Shelves of hope at Lampara's launch

AT a Quezon City media event, children’s authors confront the country’s literacy crisis with stories designed to meet young readers where they are.
Photo by Amelia Clarissa de Luna Monasterial / DAILY TRIBUNE images.
I have always considered myself a reader first, and a writer second. Books built the architecture of my inner world. They taught me language, sharpened my questions, and gave shape to feelings I could not yet name. They were my first friends, especially as a child who often felt lonely and alienated.
So when I walked into the JRich Corporate Center in Quezon City on Tuesday, 3 March 2026, for the media launch of Lampara Publishing House Inc., I expected to feel at home. Instead, I felt something closer to humility.
Because as much as I loved reading as a child, I realized that I did not grow up with the kinds of children’s books Lampara was presenting that afternoon.
On display were the company’s Reading and Numeracy Packages, including the Magbasa Tayo! and Let’s Read! series, the first local decodable texts in the Philippines. Around me were stacks of brightly illustrated books, structured learning kits, and the urgency that hung in the air once the numbers were mentioned.
Ninety percent of Filipino children aged 10 struggle with reading.
It is one thing to say that statistic out loud. It is another to sit in a room full of people who have built their careers around trying to change it.

WITH over 1,000 published titles, Lampara has grown to be one of the vanguards of children's literature in the publishing industry.

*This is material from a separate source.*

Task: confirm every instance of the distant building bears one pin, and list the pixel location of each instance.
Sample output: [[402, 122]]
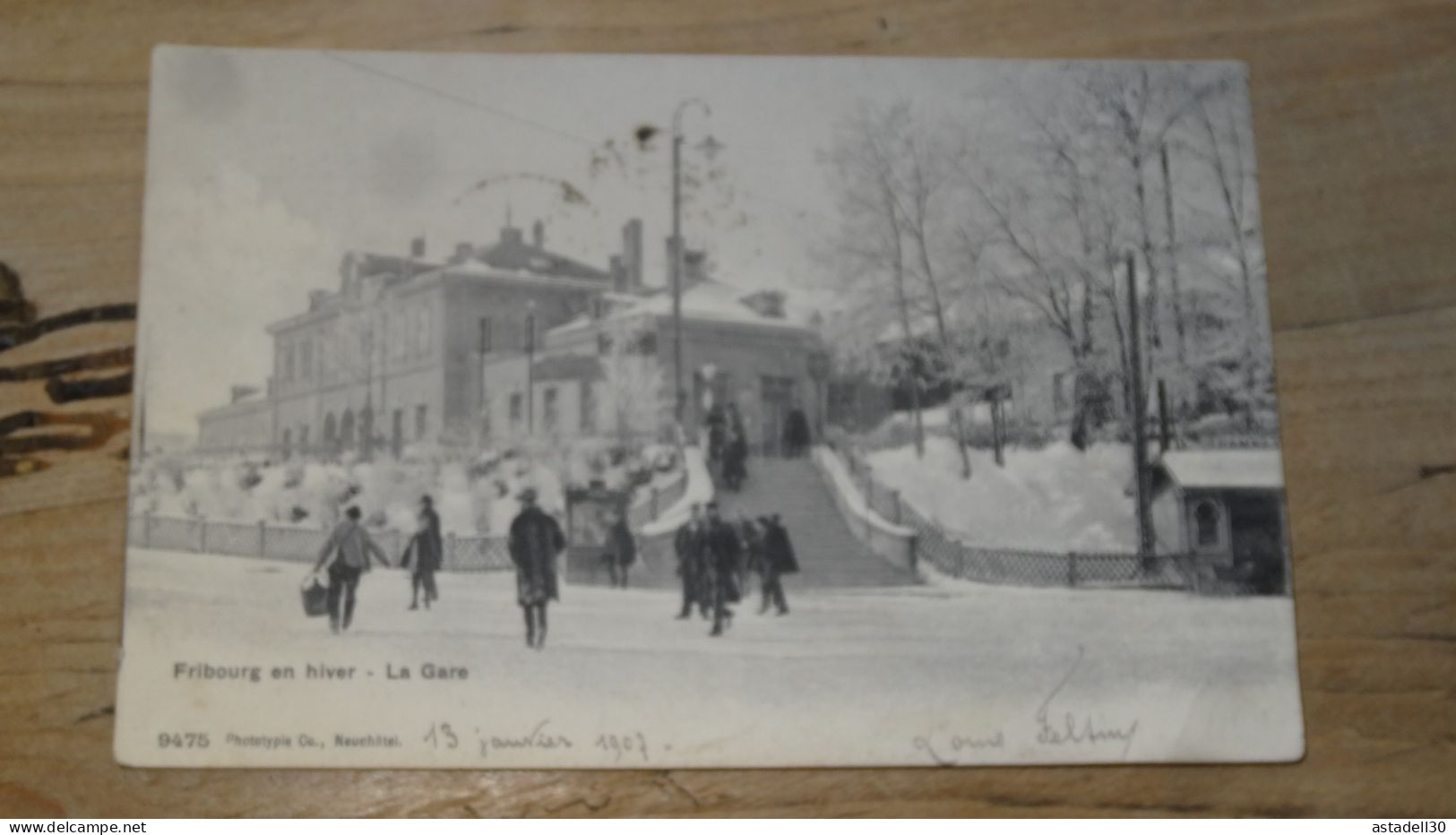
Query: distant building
[[395, 354], [414, 349], [610, 370]]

Photo by Amelia Clarissa de Luna Monasterial / DAILY TRIBUNE images.
What went wrong
I grew up reading, yes. There were school-sponsored short stories, lessons taught inside fluorescent-lit classrooms, and hours spent in a reading nook. But child-appropriate books are not just about subject matter. They are about how the story is told.
Children learn about complex ideas through carefully framed narratives. Faith, for example, is often introduced through gentle retellings of stories like Noah’s Ark or the laughter of Sarah at the promise of her son Isaac. The themes are profound, but the language is warm, protective, and mindful of a child’s emotional capacity.
That was not always my experience.
The world I encountered through some of my early reading felt darker than it needed to be. I learned about guilt before I learned about grace. About failure before love. That framing mattered and shaped me into the sullen child, teenager, and adult I grew to be.
That is what struck me most at the Lampara launch. Writing for children is not easy. It requires skill, discipline, and sensitivity. It means engaging a child’s curiosity and imagination, teaching practical realities about the world, all the while preserving innocence, hope, and wonder.